Tuesday, June 22, 2010

The Salton Sea


Walking the salt-encrusted earth I look west and hear the call of seagulls flying above. It is the golden hour and the sky is turning orange and pink and the clouds above sparkle with flecks of lavender.  I hear too grasshoppers churn through the shrubs and see little things: jack rabbits, roadrunners, and field mice scurrying to safety. An odd sensation lingers in the air. The smell of sulfur comes and goes.  The water stands as if frightened by some apparition and I think to myself, yes, that’s it. A ghostly air exists all around as if years back a nuclear accident happened. Far into the distance visions of an almost apocalyptic past are visible. Remnants of life remain scattered throughout and somehow through this devastating beauty phantoms of life teem sporadically. The sea appears like a mirage amid a desert changed over the years, but there is very little there. An hour passes and the silence becomes overwhelming when I realize I’m alone. I become the sea, lonely and abandoned.

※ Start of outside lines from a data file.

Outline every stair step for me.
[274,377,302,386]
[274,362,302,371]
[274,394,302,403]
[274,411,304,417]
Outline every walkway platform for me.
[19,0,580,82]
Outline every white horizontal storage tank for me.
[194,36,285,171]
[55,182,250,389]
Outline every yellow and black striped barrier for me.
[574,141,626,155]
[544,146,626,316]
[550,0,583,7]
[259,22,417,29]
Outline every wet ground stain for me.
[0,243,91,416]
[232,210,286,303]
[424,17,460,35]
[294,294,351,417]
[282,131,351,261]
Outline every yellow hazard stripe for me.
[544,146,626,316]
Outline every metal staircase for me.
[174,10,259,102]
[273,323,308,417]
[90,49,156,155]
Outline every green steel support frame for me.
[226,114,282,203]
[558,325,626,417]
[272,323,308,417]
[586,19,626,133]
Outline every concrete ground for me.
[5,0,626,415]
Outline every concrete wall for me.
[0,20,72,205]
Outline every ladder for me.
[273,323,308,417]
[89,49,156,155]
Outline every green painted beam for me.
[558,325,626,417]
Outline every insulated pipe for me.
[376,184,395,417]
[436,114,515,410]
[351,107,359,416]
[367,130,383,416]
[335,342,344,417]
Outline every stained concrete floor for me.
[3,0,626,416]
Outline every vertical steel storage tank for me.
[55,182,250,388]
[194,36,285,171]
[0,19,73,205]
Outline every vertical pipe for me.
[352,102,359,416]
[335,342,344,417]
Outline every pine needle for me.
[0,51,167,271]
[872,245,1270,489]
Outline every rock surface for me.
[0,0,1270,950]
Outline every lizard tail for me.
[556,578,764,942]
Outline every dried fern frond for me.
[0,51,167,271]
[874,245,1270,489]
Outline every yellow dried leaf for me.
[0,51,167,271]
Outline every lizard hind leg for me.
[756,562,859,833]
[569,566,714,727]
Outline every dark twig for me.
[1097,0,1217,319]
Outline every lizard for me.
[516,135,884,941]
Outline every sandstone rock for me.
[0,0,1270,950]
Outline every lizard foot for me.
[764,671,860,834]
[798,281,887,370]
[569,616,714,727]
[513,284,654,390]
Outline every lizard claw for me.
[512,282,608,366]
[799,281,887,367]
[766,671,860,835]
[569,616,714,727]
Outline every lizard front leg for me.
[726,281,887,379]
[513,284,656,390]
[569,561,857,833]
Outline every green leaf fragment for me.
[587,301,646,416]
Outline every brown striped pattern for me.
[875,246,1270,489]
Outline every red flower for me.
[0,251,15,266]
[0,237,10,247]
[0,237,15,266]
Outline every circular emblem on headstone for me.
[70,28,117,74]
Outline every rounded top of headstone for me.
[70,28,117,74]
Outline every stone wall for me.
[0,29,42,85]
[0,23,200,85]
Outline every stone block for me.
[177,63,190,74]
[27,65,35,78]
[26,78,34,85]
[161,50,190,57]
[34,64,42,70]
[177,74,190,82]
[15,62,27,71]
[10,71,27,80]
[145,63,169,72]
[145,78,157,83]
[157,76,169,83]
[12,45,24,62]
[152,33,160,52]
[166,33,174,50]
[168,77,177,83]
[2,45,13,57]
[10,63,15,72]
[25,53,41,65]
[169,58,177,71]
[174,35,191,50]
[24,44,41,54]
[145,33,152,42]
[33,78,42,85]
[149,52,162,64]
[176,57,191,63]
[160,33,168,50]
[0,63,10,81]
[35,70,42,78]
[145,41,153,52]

Years passed, before I braved myself to drive the abandoned coastline and watch the sun reflect bitterly its incandescent light. The highway here has also been left desolate. Not many people drive through it anymore. The years of endless quakes and heat caked the asphalt to liken scales like the reptiles that inhabit the desert. In the distance trucks bound east drive in due diligence trudging through the miles of space. They pass quickly like rays in the distance; one moment there and another gone.

I walk past the barnacle beach and hike up a peak protruding at the edge. It seems the highest point nearby. At the very top an old wooden bench stands decrepitly. I take a moment and sit looking out onto the flat canvass. Birds fly all around and the water refuses to stir. In the distance I see the ground—moss colored where the water receded. Trees deadened with time stand skeletal like monuments of the memory that was the sea once.

In my travels, I remember the elders recount memories of their childhood on the water, how they used to swim there once. They tell me too of the yacht club that was on the other side of the sea and how they’d have to wear boots because barnacles would cut their feet. Even in their voices a sadness looms as they remember the good times they’ve had there and at the same time look at what it’s become.



On Red Hill, where the docking station once hosted visitors, an old canoe wades in the mud. The water there’s receded so much it’s become impossible to use—even if the sea were clean. There’s a totality on this side of the sea. The red clay structures and vapor rising from the geothermal plants far off, appear to have been struck my some nuclear blast. A palpable eeriness descends on my soul so I drive away to another end, but fail to be appeased.

At one of the canals that pour into the sea, I see two men fishing in the distance. It seems strange they’d be there. I park away not wishing to disturb them and at last I find myself at the very end. A dozen docks stand frozen coming out of the mud. Where fishermen once sported patiently, a row of bridges stand statuesque as remnants of a once active community and it becomes the final straw. The end of my journey is near.

Footsteps clank the hollow planks as I walk into the fading sun. It’s twilight hour and my body is spent. I’ve seen too much loneliness. I’ve seen too much abandonment. I wonder—as I drive into the distance, when I’ll return. I wonder how things have changed and how I tumble in winds of time. Night descends and I draw down my window. The air on my face is cool and for a moment I think I’m near the beach but look steadfast onward; home.